The NYPD said Thursday that three weeks of anti-Wall Street demonstrations have cost the city $2 million in police overtime and defended the use of pepper spray and batons to control rowdy crowds.

"I think the vast majority of people who protest were peaceful," said Police Commissioner Raymond Kelly.

"But there's clearly a core group of self-styled anarchists - that's what they call themselves - who want to have a confrontation with police."

OCCUPY WALL STREET: SCENES OF PROTEST

He said that following Wednesday's 10,000-strong union march, a much smaller group tried to storm police barricades at Wall Street and Broadway.

"They locked their arms. They counted down - 10, 9, 8, 7, 6. Then they decided to charge the police. That is going to be met with some physical force," Kelly said.

Occupy Wall Street - the leaderless anti-corporate movement that has spread to 150 cities - said it was the police who were eager to provoke violence.

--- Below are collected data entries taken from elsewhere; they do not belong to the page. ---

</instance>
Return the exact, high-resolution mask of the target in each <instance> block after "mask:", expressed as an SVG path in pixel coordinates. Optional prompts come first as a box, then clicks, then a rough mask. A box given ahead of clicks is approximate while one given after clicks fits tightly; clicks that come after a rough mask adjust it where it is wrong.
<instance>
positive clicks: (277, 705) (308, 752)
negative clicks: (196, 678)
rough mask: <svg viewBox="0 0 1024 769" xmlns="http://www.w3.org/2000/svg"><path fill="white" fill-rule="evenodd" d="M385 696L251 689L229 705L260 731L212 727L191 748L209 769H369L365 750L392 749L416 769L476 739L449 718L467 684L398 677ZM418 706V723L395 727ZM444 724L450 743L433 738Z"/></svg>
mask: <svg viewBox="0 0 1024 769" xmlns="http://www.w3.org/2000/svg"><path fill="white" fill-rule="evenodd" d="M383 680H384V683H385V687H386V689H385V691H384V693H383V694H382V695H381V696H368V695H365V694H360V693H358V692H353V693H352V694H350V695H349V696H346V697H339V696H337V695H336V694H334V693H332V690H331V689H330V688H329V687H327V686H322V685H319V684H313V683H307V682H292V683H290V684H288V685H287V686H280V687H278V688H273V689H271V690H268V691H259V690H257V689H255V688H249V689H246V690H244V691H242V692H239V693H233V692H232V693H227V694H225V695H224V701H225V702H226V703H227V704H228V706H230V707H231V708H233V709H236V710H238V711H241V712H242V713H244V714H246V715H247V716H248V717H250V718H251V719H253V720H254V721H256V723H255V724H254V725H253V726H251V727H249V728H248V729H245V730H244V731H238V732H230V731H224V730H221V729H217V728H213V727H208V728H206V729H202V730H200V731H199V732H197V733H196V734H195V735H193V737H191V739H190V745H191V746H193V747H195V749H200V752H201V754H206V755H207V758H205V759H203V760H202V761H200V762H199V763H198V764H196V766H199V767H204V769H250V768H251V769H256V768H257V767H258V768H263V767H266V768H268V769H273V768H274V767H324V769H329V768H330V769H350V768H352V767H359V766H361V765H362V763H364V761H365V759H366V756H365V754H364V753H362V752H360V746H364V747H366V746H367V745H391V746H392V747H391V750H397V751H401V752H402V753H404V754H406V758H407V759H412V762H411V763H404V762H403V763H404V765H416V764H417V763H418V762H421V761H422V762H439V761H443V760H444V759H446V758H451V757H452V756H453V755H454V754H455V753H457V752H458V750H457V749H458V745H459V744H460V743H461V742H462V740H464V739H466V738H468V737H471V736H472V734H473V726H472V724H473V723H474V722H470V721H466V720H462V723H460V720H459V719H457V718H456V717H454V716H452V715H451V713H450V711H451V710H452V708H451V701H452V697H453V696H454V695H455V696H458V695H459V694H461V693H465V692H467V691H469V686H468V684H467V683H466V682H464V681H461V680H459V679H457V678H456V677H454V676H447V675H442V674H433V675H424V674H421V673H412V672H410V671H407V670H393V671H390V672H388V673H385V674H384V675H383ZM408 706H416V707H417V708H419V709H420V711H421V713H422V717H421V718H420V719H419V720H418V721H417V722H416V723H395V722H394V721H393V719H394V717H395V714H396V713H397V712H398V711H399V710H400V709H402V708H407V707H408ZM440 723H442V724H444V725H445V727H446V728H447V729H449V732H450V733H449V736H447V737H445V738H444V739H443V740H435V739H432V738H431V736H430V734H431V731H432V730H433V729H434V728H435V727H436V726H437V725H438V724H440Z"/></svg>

The group posted a YouTube video of a cop a block from the Stock Exchange saying Wednesday evening that he just couldn't wait to beat up demonstrators.

"My little nightstick's gonna get a workout tonight," the burly officer whose badge reads 'Rodriguez' says gleefully to a fellow cop as they wait by a metal barricade on Broad Street.

That clip was juxtaposed by protesters with video taken in the melee later on that shows a police lieutenant holding a baton in both hands and wading through a crowd indiscriminately clubbing people.

"Police officers have a right to use force and to defend themselves when they are being charged by a group trying to overwhelm them," said NYPD chief spokesman Paul Browne.

No injuries were reported, he said.

Twenty three people were arrested. Most were charged with disorderly conduct but one man who police said knocked a cop off a scooter was charged with assault.

Mayor Bloomberg said New York takes pride in giving citizens a voice but "you don't have a right to charge police officers."

"There just is a standard of conduct which is a line you cannot cross," he said.

As to cops bragging about using their nightsticks, the mayor said he couldn't account for every officer.

"Our Police Department conducted themselves the way that they should. Every cop? I don't know. There will always be somebody that has some piece of footage," Bloomberg said.

Police cannot legally boot the protesters from the downtown's Zuccotti Park, a public space.

But Assembly Speaker Sheldon Silver said Wednesday the protesters should quit blocking one of the area's few parks, saying residents had suffered enough blocked streets during 9/11.

Some downtown residents have complained that drumming and chanting in the park is keeping them awake.

The group plans to take over Washington Square Park on Saturday.

Spin-off marches took place in Dallas, Washington, Cleveland, St. Louis and Philadelphia, among other cities.